Semua akan indah pada waktunya jika memang apa yang kita tuju adalah hal baik.
Percayalah bahwa keberhasilan membutuhkan proses. Tidak mungkin hari ini belajar memotret besok langsung jadi fotografer top. Aku bisa berkata begini karena sebenarnya aku tidak pernah merencanakan atau menyangka sebelumnya untuk mencapai titik sekarang, memiliki bisnis fotografi sendiri. Bahkan bisa dibilang aku cukup terlambat untuk mengetahui passion-ku. Dulu berbagai bidang kutelusuri. Kuliah di bidang seni rupa cukup memberikanku ruang untuk melakukan banyak eksplorasi diri. Mulai dari fashion design, makeup, sampai fotografi. Tapi pada satu saat aku menjatuhkan pilihan pada fotografi. Aku merasa bidang itulah yang tidak pernah membuatku bosan belajar sampai bertahun lamanya.
Memang, aku cukup beruntung mendapatkan jalan yang mudah di awal. Bisa berjajar dengan para fotografer ternama di saat aku masih dalam label junior. Aku bisa memiliki agensi fotografi sendiri di usia yang belum menyentuh kepala tiga. Terasa seperti di atas angin, aku seakan bisa menaklukan apapun. Sayangnya, di usiaku nan terhitung muda itu sepertinya aku kurang bijak memanfaatkan kemampuan dan kesempatan yang diberikan. Ada masanya aku justru berada pada titik terbawah hidup karena arogansi dan ambisiku yang terlalu besar. Di saat aku mendapat semua terlalu mudah aku berpikir aku bisa melakukan apa saja. Aku berpikir aku pantas mendapatkan semua itu dan lupa bahwa keberhasilanku sebenarnya berasal dari karya kolektif. Berkat adanya orang-orang yang mendukung dan berkarya bersama.
Lama kelamaan aku bekerja dengan ambisi yang tidak sehat sampai tidak memikirkan kesejahteraan anggota tim. Urusan makan saja aku perhitungan. Kalau aku bisa tahan lapar berarti anggota tim juga bisa tahan lapar.

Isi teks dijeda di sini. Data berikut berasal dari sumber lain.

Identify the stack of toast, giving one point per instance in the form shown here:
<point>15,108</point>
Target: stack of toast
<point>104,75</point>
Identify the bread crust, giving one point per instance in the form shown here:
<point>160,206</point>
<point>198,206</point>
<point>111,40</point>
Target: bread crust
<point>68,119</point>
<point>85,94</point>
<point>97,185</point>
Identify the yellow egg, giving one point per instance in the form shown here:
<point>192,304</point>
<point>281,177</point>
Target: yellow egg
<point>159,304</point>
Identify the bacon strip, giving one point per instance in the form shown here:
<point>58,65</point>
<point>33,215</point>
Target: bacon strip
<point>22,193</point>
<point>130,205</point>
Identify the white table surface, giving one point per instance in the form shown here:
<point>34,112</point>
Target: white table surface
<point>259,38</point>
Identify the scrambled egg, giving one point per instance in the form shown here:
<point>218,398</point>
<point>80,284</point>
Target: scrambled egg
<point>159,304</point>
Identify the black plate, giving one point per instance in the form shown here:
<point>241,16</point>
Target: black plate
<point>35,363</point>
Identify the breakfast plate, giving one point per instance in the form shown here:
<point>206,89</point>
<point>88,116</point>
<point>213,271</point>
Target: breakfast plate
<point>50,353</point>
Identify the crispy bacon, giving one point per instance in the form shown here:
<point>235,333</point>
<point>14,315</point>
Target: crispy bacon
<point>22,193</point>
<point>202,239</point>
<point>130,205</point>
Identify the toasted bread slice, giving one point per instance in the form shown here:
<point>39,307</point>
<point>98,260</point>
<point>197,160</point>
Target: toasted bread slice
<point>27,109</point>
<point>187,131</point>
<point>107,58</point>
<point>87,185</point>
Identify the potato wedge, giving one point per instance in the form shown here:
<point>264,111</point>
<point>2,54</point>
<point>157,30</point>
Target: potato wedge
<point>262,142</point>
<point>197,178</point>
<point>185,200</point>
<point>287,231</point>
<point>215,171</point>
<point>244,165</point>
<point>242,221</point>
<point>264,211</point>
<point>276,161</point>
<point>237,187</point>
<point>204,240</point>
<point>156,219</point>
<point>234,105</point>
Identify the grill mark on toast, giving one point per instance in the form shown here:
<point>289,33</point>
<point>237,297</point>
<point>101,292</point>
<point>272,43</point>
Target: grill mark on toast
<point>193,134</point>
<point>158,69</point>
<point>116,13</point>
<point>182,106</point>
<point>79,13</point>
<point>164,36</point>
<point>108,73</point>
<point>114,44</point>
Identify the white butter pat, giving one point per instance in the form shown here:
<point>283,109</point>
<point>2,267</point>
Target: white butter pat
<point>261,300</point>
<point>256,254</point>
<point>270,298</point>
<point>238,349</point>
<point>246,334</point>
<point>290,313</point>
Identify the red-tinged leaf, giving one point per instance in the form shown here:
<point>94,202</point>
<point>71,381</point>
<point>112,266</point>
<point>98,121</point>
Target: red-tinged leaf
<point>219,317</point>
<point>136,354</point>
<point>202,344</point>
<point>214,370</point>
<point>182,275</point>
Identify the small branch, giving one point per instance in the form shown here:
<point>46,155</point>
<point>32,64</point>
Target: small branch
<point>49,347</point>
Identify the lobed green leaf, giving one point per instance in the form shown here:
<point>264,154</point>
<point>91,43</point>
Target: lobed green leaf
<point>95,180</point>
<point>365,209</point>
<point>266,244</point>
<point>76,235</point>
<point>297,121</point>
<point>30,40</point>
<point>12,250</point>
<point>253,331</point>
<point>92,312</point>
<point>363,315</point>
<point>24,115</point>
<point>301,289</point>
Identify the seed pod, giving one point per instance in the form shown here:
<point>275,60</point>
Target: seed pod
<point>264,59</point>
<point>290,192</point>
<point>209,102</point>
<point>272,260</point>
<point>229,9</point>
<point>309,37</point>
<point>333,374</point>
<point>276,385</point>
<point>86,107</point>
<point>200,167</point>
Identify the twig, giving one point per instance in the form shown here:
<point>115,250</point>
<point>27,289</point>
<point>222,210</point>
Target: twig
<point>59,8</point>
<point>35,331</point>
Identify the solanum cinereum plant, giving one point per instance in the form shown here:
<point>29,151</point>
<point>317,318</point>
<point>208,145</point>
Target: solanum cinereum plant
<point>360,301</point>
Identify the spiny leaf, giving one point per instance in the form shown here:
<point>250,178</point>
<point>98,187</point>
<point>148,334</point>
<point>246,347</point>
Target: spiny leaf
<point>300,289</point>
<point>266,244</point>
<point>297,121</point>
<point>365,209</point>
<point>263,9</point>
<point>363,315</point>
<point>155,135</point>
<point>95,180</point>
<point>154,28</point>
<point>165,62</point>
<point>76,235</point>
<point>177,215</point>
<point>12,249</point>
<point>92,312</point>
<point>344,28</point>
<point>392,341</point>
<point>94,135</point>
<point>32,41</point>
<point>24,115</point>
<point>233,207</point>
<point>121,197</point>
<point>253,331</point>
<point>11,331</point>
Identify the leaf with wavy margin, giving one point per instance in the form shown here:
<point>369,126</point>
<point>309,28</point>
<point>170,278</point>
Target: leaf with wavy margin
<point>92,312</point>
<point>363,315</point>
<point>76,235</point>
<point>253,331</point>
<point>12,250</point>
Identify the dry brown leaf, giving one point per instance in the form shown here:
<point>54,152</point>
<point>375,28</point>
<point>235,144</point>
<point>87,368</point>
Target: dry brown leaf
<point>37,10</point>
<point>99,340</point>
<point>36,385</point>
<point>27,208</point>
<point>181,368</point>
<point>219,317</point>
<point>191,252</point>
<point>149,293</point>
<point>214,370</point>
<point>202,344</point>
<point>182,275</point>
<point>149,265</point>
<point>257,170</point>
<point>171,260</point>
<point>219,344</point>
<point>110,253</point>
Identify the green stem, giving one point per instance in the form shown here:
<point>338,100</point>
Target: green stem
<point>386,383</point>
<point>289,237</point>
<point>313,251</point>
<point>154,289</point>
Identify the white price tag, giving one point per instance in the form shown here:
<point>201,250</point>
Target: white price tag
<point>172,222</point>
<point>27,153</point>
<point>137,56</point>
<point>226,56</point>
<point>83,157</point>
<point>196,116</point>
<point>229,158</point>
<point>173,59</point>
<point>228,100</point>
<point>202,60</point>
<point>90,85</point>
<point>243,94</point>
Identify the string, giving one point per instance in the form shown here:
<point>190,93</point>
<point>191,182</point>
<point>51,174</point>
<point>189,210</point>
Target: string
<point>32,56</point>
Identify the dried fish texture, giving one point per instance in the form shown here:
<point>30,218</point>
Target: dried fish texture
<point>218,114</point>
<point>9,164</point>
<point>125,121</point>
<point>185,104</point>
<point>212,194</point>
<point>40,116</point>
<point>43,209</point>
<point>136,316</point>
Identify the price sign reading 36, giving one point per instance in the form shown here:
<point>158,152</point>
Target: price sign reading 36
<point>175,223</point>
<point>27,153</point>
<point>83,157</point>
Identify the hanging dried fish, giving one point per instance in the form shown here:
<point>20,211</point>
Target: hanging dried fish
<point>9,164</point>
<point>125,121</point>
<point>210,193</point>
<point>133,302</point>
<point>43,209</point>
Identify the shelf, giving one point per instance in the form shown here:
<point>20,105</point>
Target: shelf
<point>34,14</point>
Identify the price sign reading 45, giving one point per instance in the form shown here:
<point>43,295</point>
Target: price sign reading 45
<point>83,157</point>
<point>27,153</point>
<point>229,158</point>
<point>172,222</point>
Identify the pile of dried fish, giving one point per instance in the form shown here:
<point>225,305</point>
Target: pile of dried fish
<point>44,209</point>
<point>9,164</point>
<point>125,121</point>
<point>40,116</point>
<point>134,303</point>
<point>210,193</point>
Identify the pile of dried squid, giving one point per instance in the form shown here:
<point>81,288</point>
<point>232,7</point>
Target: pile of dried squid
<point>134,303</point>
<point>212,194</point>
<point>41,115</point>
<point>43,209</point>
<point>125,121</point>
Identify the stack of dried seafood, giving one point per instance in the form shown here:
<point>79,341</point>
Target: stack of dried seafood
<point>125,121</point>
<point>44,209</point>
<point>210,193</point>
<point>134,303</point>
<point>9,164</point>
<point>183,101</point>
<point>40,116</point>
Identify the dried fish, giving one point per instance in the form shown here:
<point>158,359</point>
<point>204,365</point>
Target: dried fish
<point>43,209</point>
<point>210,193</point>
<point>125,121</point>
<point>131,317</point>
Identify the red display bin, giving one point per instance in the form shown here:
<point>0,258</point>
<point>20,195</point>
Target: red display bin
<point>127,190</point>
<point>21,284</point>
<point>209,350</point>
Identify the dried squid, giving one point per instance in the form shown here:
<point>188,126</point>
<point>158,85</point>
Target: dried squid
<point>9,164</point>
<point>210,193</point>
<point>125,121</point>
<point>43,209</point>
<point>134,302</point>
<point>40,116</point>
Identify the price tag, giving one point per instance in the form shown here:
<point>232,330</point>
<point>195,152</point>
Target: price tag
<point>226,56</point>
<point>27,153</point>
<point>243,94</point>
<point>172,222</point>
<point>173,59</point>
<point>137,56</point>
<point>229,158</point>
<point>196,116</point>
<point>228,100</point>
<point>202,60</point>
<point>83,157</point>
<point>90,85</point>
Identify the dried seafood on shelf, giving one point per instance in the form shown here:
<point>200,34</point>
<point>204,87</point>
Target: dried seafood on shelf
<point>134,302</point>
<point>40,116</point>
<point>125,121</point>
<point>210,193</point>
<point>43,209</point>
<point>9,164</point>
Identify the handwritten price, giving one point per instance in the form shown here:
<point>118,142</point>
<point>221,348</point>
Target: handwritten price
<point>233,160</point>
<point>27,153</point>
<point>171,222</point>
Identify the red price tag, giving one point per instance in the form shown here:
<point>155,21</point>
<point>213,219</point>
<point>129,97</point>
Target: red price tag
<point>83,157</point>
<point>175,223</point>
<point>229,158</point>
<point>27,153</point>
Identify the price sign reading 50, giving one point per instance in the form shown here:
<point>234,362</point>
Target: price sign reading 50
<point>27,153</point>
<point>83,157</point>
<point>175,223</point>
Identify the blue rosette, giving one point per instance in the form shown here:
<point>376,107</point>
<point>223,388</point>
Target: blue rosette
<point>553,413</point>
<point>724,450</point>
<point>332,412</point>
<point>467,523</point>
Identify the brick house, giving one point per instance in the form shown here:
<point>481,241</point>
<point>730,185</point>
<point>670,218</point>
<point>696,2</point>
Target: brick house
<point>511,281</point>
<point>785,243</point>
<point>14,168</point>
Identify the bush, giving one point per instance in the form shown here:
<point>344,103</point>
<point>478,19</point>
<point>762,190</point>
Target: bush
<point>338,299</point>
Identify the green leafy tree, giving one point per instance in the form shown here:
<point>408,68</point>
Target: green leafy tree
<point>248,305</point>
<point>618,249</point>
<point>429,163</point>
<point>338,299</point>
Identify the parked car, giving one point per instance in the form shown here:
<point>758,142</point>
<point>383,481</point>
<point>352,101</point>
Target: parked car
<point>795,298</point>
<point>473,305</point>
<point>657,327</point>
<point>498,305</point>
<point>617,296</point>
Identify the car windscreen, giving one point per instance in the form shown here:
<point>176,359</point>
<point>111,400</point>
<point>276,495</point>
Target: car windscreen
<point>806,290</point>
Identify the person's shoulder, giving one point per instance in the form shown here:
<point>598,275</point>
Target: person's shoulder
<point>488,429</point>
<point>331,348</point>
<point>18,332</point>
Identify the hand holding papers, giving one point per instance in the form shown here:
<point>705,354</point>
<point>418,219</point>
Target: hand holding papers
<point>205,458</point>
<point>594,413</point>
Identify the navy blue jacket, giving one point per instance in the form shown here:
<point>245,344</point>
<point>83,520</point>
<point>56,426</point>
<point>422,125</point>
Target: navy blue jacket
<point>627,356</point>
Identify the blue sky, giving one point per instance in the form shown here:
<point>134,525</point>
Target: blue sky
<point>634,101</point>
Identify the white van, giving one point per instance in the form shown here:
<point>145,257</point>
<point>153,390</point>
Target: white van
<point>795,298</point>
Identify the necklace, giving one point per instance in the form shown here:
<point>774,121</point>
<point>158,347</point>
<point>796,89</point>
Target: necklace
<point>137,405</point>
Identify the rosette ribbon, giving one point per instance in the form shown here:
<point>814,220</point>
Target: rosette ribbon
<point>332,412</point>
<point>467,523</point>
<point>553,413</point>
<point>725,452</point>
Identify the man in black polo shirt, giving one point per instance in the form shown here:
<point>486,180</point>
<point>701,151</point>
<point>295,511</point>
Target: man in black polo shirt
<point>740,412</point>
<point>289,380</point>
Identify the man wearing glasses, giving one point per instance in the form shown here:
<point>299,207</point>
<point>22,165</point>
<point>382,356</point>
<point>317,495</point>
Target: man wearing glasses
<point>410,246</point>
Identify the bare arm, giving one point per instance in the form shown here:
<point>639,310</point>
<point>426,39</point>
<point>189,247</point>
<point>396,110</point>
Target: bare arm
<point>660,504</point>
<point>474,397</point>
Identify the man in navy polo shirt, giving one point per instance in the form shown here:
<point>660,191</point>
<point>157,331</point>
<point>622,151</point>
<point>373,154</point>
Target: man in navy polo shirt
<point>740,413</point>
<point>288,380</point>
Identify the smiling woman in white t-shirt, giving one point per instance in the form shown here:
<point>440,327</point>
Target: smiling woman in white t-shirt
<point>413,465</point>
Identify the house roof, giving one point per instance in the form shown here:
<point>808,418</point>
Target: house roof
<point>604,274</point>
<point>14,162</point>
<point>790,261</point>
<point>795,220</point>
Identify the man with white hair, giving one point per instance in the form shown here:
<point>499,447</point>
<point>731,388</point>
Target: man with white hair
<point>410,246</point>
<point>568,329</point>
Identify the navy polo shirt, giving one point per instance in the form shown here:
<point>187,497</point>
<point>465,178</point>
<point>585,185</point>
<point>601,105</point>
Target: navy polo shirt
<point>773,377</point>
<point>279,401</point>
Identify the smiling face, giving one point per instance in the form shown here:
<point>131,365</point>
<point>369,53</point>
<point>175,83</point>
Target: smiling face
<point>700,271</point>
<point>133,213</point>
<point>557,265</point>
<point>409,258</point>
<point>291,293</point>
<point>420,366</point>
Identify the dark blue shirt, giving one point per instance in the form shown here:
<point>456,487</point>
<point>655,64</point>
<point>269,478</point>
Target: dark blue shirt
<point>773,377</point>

Bahkan, aku sempat berpikir mengapa harus kerja bersama orang lain kenapa tidak individual saja, mencari keuntungan sendiri.
Sebegitu angkuhnya aku merayakan keberhasilan hingga seolah Tuhan menjatuhkanku dalam lubang kekelaman. Ya, aku juga hanya manusia biasa. Yang mengalami proses gagal, ditolak, dan jatuh karena kesombongan. Dalam waktu yang tidak sebentar aku dibuat menyadari banyak hal. Seperti ada suara yang mengatakan kalau berjalan sendiri aku hanya akan ditemani oleh ambisi, rasa tidak pernah puas, tak ada habisnya mengejar prestasi yang tidak berujung. Dari pengalaman tersebut aku mendapatkan realisasi diri di mana tercetus berbagai pertanyaan dalam benak. Apa yang sebenarnya aku inginkan? Apakah popularitas, banyak follower, daftar klien bonafit? Kalau sudah sampai di sana apa lagi yang dicari? Ambisi yang berlebihan ternyata menggerogoti ketenangan dan kesehatan mental. Lambat laun aku mengerti bahwa bukan itu yang dapat membuatku bahagia. Bertambahnya usia dan pengalaman pun membuatku memahami itulah proses hidup yang tidak bisa kuhindari. Mungkin kalau tidak ada proses itu aku malah menjadi pribadi manja yang bisa seenaknya.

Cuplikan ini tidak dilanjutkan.